Christina Lee, Atlanta Georgia :
“My email went through late this afternoon, but earlier today when I sent the same email with the link ‘DearAOL.com’ in it, it was blocked. Proof of why AOL should NOT be allowed to tax emails -- they do NOT have the best interest of their customers in mind if they think they can decide what their customers can or cannot read.”
Eve Fox, Washington, DC:
"They obviously stopped blocking the emails with DearAOL.com in them. Their behavior is a perfect example of why Goodmail is such a bad idea. That type of control and interference threatens the inherent democracy of the Internet."
Seth Hall, Massachusetts:
"After having my email to a family member blocked earlier today (April 13), the same message seems to have been delivered successfully just now, 2.5 hours later…Whether AOL has modified their errant ways or not, this example of filtering is a powerful reminder of just how dangerous it is to allow large corporate, profit driven entities to manipulate our Internet resources, especially when the public interest competes directly with their own private interests.”
AOL spokesman Nicholas Graham is now telling the media that censoring www.DearAOL.com was an innocent mistake. After lifting the block, Graham attributed the issue to a technical mishap that "affected dozens of Web links in messages," including www.Dearaol.com.

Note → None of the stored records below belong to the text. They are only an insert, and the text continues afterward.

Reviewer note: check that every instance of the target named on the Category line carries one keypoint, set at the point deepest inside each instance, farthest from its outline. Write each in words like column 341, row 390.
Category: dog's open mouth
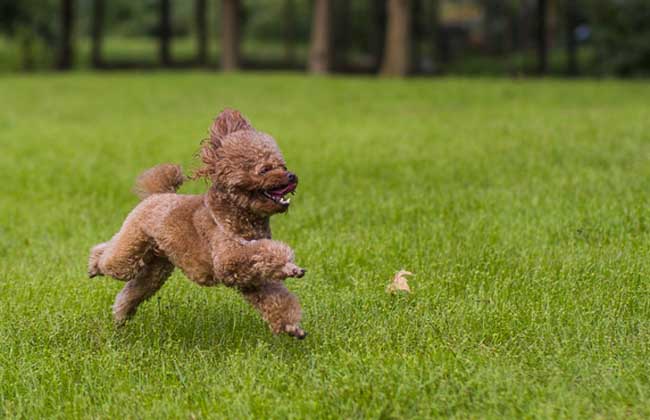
column 277, row 194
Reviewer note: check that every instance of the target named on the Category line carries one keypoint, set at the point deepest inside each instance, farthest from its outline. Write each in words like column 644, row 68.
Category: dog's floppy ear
column 228, row 121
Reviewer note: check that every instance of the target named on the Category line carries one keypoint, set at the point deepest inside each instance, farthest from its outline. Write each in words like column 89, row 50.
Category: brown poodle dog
column 220, row 237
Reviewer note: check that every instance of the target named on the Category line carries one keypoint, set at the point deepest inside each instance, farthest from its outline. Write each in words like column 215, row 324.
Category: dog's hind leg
column 93, row 261
column 124, row 256
column 279, row 308
column 140, row 288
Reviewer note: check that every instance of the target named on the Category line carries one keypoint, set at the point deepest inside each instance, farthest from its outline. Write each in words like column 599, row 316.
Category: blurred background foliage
column 485, row 37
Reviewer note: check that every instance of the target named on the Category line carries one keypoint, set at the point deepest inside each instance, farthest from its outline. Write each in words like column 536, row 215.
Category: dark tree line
column 400, row 32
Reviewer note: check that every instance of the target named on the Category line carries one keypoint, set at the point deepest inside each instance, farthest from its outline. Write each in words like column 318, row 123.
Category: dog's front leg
column 279, row 308
column 255, row 263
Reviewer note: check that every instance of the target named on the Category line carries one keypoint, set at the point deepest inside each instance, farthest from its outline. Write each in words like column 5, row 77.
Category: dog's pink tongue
column 286, row 190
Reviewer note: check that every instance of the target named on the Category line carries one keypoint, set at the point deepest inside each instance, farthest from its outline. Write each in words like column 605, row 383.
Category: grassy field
column 521, row 205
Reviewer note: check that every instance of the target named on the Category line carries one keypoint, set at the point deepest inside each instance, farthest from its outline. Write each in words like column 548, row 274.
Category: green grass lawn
column 521, row 205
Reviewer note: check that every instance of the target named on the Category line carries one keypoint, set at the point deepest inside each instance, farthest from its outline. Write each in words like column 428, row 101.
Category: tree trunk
column 165, row 33
column 397, row 56
column 417, row 31
column 290, row 31
column 66, row 50
column 572, row 42
column 542, row 41
column 27, row 52
column 200, row 16
column 230, row 55
column 97, row 35
column 378, row 31
column 341, row 34
column 320, row 54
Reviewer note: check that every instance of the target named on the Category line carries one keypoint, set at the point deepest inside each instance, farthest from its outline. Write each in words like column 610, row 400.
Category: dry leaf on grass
column 399, row 283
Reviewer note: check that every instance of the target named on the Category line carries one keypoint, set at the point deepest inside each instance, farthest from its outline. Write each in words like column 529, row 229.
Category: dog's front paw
column 292, row 270
column 295, row 331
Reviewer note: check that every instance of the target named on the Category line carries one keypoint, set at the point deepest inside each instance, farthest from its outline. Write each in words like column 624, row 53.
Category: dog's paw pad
column 296, row 332
column 292, row 270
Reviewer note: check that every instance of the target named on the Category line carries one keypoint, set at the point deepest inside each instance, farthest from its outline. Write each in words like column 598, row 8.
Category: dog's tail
column 164, row 178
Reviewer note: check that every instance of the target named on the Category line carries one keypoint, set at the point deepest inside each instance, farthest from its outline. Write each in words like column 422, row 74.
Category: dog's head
column 247, row 165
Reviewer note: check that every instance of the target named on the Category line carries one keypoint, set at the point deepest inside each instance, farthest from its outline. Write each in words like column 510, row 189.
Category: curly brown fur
column 220, row 237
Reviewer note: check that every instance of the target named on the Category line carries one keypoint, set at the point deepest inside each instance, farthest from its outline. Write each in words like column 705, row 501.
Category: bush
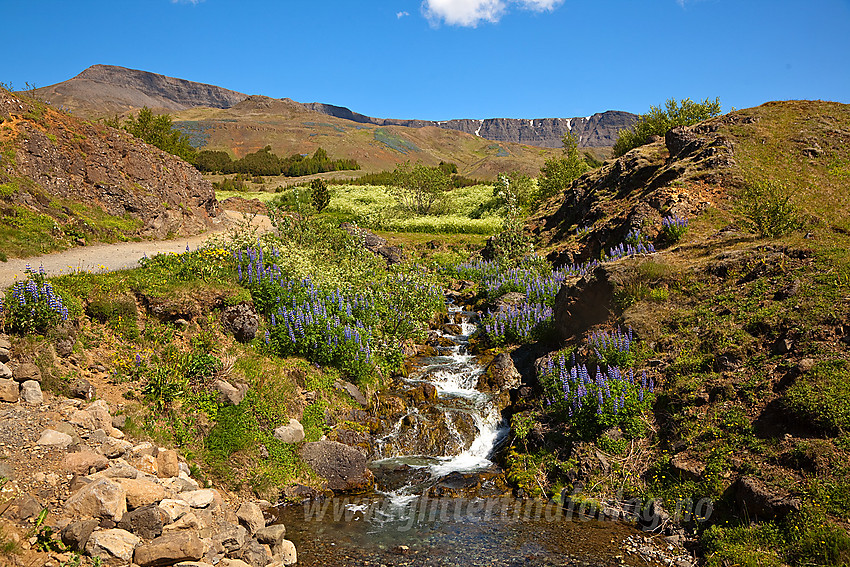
column 768, row 209
column 32, row 306
column 658, row 121
column 823, row 396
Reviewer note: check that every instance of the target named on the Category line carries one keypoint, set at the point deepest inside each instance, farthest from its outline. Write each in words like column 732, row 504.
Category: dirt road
column 120, row 256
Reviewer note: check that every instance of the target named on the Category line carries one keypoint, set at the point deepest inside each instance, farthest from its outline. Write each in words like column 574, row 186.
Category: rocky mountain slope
column 104, row 90
column 742, row 320
column 66, row 181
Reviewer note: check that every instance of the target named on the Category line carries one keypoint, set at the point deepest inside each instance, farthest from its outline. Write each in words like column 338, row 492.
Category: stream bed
column 454, row 507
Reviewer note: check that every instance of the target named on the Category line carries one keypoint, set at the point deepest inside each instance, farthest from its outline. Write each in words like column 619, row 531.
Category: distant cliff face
column 598, row 130
column 105, row 90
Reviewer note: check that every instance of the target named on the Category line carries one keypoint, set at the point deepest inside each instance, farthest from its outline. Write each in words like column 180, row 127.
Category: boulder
column 230, row 394
column 756, row 499
column 198, row 498
column 76, row 534
column 250, row 515
column 175, row 509
column 167, row 464
column 255, row 554
column 51, row 438
column 146, row 521
column 271, row 535
column 9, row 390
column 84, row 462
column 344, row 467
column 102, row 498
column 27, row 371
column 169, row 549
column 291, row 433
column 241, row 320
column 141, row 491
column 31, row 393
column 83, row 390
column 115, row 543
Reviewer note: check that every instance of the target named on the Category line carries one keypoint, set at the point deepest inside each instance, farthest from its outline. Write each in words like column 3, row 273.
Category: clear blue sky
column 442, row 59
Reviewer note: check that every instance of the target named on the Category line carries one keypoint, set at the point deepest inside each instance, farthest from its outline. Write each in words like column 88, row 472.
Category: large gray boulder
column 344, row 467
column 169, row 550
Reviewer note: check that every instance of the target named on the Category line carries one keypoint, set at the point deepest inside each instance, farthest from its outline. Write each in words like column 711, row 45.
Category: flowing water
column 410, row 521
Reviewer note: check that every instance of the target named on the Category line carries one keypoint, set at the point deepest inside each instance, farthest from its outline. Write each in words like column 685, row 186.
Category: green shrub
column 822, row 397
column 658, row 121
column 767, row 209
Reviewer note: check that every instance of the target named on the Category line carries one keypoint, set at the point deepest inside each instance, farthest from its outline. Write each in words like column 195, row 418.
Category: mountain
column 105, row 90
column 65, row 181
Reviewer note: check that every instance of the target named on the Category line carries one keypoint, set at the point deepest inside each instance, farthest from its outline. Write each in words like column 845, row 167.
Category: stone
column 9, row 391
column 102, row 498
column 51, row 438
column 198, row 498
column 285, row 552
column 167, row 464
column 229, row 394
column 291, row 433
column 352, row 391
column 231, row 536
column 31, row 393
column 344, row 467
column 115, row 542
column 141, row 491
column 241, row 320
column 271, row 535
column 84, row 462
column 22, row 508
column 756, row 499
column 83, row 390
column 254, row 553
column 76, row 534
column 27, row 371
column 169, row 549
column 250, row 515
column 146, row 522
column 113, row 448
column 175, row 509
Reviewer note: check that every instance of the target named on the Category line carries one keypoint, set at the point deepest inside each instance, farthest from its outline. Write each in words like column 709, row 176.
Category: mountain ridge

"We discovered the issue early this morning, and our postmaster and mail operations team started working to identify this software glitch," he told CNet News.

Others are more skeptical. "I forwarded www.DearAOL.com to my own AOL account and it was censored. Apparently I can't even tell myself about it," said Kelly Tessitore, an AOL customer from Massachusetts.

According to EFF's Danny O'Brien, ISPs like AOL can silently ban huge swathes of legitimate mail for the flimsiest of reasons. The problem is that no-one hears about it.

It's only when DearAOL users cried foul, that this censorship came to light. This begs the question: how many other emails with important information have been barred by AOL?

AOL is part of the Time Warner, the media colossus that also runs the nation's second largest broadband cable provider. Time Warner is actively lobbying Congress -- alongside the nation's other cable and telephone giants -- to do away with protections that preserve the Internet's open architecture. These regulatory principles, called "network neutrality" are the only guarantee that users have unfettered access to the content and services of their choice.

AOL's actions today should put everyone on alert against network giants promising to be good stewards of a free and open Internet.

The DearAOL.com Coalition collectively represents over 15 million people – and has grown from 50 member organizations to 600 in a month. Since the beginning of the DearAOL.com campaign, more than 350,000 Internet users have signed DearAOL.com letters opposing AOLs pay-to-send email proposal. Coalition members include craigslist founder Craig Newmark, the Association of Cancer Online Resources, the Electronic Frontier Foundation, Free Press, the AFL-CIO, MoveOn.org Civic Action, Gun Owners of America, and others.